PKN1は浮遊培養におけるマウス胚線維芽細胞の凝集、スフェロイド形成、および生存率を制御する。

概要

Introduction
Protein kinase N (PKN) is a serine/threonine protein kinase with a catalytic domain homologous to protein kinase C (PKC) and a regulatory region containing antiparallel coiled-coil (ACC) finger domains. PKN1, also known as PKNα or PRK1, is one of the three PKN isoforms (PKN1, PKN2, and PKN3) derived from different genes in mammals. PKN1 is an effector protein kinase of the Rho family GTPases, such as RhoA, RhoB, RhoC, and Rac1, in mammalian tissues. Rho family GTPases play an important role as regulators of cell-cell adhesion in a manner which varies substantially depending on cell type and cellular context. PKN1 is also involved in cell-cell adhesion among mammary epithelial cells and in lymphocyte adhesion to vascular endothelial cells, whereas direct interactions between PKN1 and Rho family GTPases were not described in these cases. In this study, we prepared mouse embryonic fibroblasts (MEFs) from PKN1[T778A] mice deficient in PKN1 kinase activity due to the introduction of a point mutation (T778A) in the enzyme’s activation loop and analyzed the phenotype of MEFs compared with wild-type MEFs to elucidate the role of kinase activity of PKN1 in fibroblasts.

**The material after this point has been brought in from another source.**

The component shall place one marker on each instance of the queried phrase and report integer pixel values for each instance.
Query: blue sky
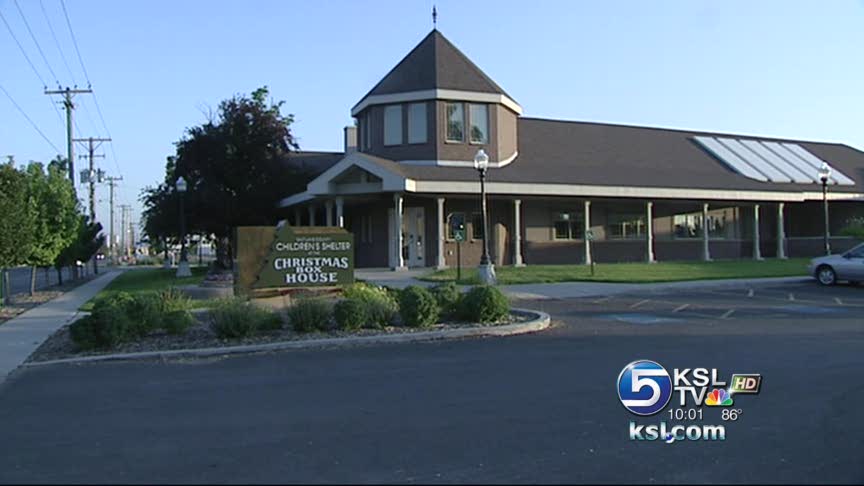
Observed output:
(782, 68)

We focused on cell aggregation/spheroid formation of MEFs in suspension culture which is one of the commonly used 3D culture methods. Aggregate/spheroid formation from fibroblasts in suspension culture is regarded as a good in vitro model for the fibroblasts in in vivo pathological conditions such as cancer and inflammation.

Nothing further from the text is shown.